Communities of practice are seen almost as a silver bullet in KM terms - a must-have item. But does the concept of communities scale to all organisations?
The uniting force for the community is that "something they do" - an area of practice - and the focus of the community is "learning through regular interaction". By learning in a community, community members can both use each other as a knowledge resource, and also co-create knowledge within the community. Communities of practice are as much knowledge-creating mechanisms as they are knowledge-sharing mechanisms.
There are two end-member approaches to Communities of Practice - large online communities, and small face-to-face communities.
The large online communities are immensely successful KM solutions for multinational organisations. The big consulting houses make extensive use of online CoPs, as do the big oil companiesand engineering houses. I have CoP success stories from Siemens, Merck, Halliburton, Fluor, Caterpillar, Orange, Conoco and Shell.
These CoPs are largely focused on problem solving, and responding to reauests for help ad advice from members. They work through online discussion, often with the help of a facilitator or moderator. The bigger the better, as far as these communities of practice are concerned, as shown in the graph below. Some of the most effective communities have thousands of members, and there is certainly an issue of critical mass. Communities need to have a "buzz" - they need regular, and to have regularity, they need mass. Online communities of practice which are too small are unable to sustain enough activity, and die. (see this blog post about how much buzz an online community needs)
At the other end of the scale are small communities of practice that meet face to face. The type example here is the tech clubs from Daimler Chrysler; small groups of tens of people that would meet once every two weeks to discuss technical issues and solve technical problems. These online communities are often very valuable knowledge sharing mechanisms, but seldom grow beyond about 50 people. This is because discussion becomes difficult above 50, and because larger groups tend to meet less regularly and, again, that feeling of buzz dies away.
It is between these two end members that Communities of Practice get most awkward.
Firstly you cannot scale down an online community of practice far before you run into the issue of critical mass. This is what is behind the decreasing satisfaction in the column graph above. Most of the surveyed communities were online communities, or had some online component, and the smaller they are, the less effective they are deemed to be.
Secondly you cannot scale up face-to-face communities. Above 50 people, they cannot have a good discussion. They start to fragment. The effectiveness of face to face communities would show the opposite trend to the column graph above.

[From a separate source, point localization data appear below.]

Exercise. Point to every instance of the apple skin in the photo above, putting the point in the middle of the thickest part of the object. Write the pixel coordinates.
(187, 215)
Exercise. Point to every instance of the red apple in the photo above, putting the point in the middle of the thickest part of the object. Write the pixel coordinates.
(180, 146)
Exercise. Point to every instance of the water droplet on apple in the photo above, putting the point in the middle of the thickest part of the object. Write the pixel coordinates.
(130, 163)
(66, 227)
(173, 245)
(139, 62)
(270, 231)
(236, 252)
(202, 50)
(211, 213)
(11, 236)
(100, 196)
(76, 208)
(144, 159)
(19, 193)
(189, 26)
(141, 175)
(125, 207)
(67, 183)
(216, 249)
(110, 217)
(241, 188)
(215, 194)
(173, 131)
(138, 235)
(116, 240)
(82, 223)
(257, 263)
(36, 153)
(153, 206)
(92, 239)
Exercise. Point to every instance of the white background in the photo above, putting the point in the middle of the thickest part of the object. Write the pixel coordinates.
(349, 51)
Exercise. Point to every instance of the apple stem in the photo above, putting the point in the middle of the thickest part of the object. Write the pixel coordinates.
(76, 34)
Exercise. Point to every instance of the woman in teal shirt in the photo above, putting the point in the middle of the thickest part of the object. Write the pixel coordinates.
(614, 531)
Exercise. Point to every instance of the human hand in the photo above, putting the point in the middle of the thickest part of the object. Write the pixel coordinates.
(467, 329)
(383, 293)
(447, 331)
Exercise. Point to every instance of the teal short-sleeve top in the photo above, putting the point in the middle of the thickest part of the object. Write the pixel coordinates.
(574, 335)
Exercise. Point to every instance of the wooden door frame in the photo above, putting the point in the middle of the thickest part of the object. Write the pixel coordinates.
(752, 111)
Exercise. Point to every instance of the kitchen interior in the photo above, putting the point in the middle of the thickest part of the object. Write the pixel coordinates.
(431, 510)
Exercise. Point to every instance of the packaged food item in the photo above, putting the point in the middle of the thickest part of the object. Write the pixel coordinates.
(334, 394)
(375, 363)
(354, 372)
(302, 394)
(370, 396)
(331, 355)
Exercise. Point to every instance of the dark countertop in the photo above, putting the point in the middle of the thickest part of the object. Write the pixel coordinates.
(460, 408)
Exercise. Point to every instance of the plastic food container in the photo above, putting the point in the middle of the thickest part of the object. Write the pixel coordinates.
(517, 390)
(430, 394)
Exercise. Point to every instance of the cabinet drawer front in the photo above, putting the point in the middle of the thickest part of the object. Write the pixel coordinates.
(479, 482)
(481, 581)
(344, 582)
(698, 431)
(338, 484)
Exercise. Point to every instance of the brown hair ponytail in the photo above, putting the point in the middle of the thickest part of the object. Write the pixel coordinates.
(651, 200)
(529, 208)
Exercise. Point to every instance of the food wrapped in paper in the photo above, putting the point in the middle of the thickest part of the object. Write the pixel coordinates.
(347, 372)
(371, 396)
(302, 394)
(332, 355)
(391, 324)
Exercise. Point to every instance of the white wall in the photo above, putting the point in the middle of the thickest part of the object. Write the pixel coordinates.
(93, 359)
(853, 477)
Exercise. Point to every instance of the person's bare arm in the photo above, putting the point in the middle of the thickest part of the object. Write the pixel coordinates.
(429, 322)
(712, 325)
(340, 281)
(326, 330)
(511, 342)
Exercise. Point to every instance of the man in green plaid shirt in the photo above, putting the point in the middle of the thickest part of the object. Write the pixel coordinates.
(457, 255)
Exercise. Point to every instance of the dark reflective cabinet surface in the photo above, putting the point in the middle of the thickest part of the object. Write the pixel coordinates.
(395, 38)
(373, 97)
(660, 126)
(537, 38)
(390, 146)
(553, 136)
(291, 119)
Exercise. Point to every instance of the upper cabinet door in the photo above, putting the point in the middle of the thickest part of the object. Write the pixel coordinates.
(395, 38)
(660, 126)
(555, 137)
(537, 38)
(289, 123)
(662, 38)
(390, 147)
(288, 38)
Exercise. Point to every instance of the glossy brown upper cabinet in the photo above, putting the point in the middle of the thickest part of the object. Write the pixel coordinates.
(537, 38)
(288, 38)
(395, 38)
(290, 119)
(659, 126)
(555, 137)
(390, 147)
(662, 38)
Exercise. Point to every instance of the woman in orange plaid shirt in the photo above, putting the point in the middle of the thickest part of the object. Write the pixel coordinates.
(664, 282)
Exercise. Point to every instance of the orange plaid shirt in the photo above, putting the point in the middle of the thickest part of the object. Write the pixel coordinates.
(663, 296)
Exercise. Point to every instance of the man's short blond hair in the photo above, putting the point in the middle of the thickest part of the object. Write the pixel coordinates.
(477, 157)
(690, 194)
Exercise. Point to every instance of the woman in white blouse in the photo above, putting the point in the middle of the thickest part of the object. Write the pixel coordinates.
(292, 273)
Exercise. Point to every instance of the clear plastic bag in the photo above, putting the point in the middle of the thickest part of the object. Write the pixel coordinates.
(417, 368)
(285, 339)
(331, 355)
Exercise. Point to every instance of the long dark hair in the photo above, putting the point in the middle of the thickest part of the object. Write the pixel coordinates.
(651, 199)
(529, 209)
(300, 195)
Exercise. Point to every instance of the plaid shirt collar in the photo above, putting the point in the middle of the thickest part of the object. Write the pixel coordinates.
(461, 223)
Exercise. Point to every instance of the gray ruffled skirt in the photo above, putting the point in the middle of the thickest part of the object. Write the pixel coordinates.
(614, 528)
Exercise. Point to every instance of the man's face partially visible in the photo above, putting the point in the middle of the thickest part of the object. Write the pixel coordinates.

There is an awkward zone for community size, where they are too large to meet face to face, and too small to be viable online. This zone is probably about 50 - 250 people, and this is a zone where considerable effort will be needed from the community facilitator. You will either need smaller face to face groups within a larger online community, or you will need to amalgamate several of your awkward communities into one larger community with the requisite level of buzz.
Communities of practice is a great concept, but neither the face to face nor the virtual community solutions are fully scaleable, and they leave an awkward zone where neither solution works properly. Therefore think carefully when scaling a community solution.
2 comments:
It's an interesting point of view but I tend to think it's a bit artificial. I think that more than the modality (online/f2f) what count are
- The nature of the domain being discussed
- The connection with projects (occasional vs sustained interest)
- The quality of the community manager.
Nature: I've been invited several times at Daimler as an expert in surface design and 5 axis manufacturing. Whenever you get there (and it you are trusted) you are quickly asked to get into the workshops and touch, turn around the parts, the machines. It's a reflex. Even with VR it's not possible today. It's the same at Ford, Honda, Hyunday, Zodiac etc.. Every time it ends up face 2 face. It's also small groups for a simple reason: there are few experts. take the c++ group (it's a normalisation community but works the same), limited group, continuous online conversations, no facilitator. Because the domain is immaterial 2 meetings a year are enough.
- Project mode vs resource mode. if the CoP topic is central to on going projects it will work no matter what because it's just needed. You have this on small online CoP in IT like Express-G (web framework for NodeJS), WP-JSON PAI (future API of Wordpress). No need of f2f meetings, people will work together for 5, 6 years without even meeting once.
- Quality of manager. A new breed of community managers, born in social media are progressively taking charge of CoP. they know little of the domain but they are excellent at creating stimulating, cooperative atmospheres. You find them first in IT, Marketing, Sales CoPs but as they become more prevalent we will see them come in more old style CoP. You could make a community more active simply by providing a steady stream of curated resources, occasional though provoking questions, inviting guests, asking for feedback on events, creating contest etc. It's pure buzz creation, pure facilitations techniques. As opposed I have seen many communities die literally because of the limited social qualities of the initiators. Where your view and mind overlap is that often large communities are professionally managed.
So my take is that well managed communities, on topic worth the effort can range from 15 to 9000 (I'm in one with 9000, built in 2 weeks, over 6 continents).
Thanks Bruno
you are of course right, and good management on topics worth the effort can get you past the "awkward" conditions.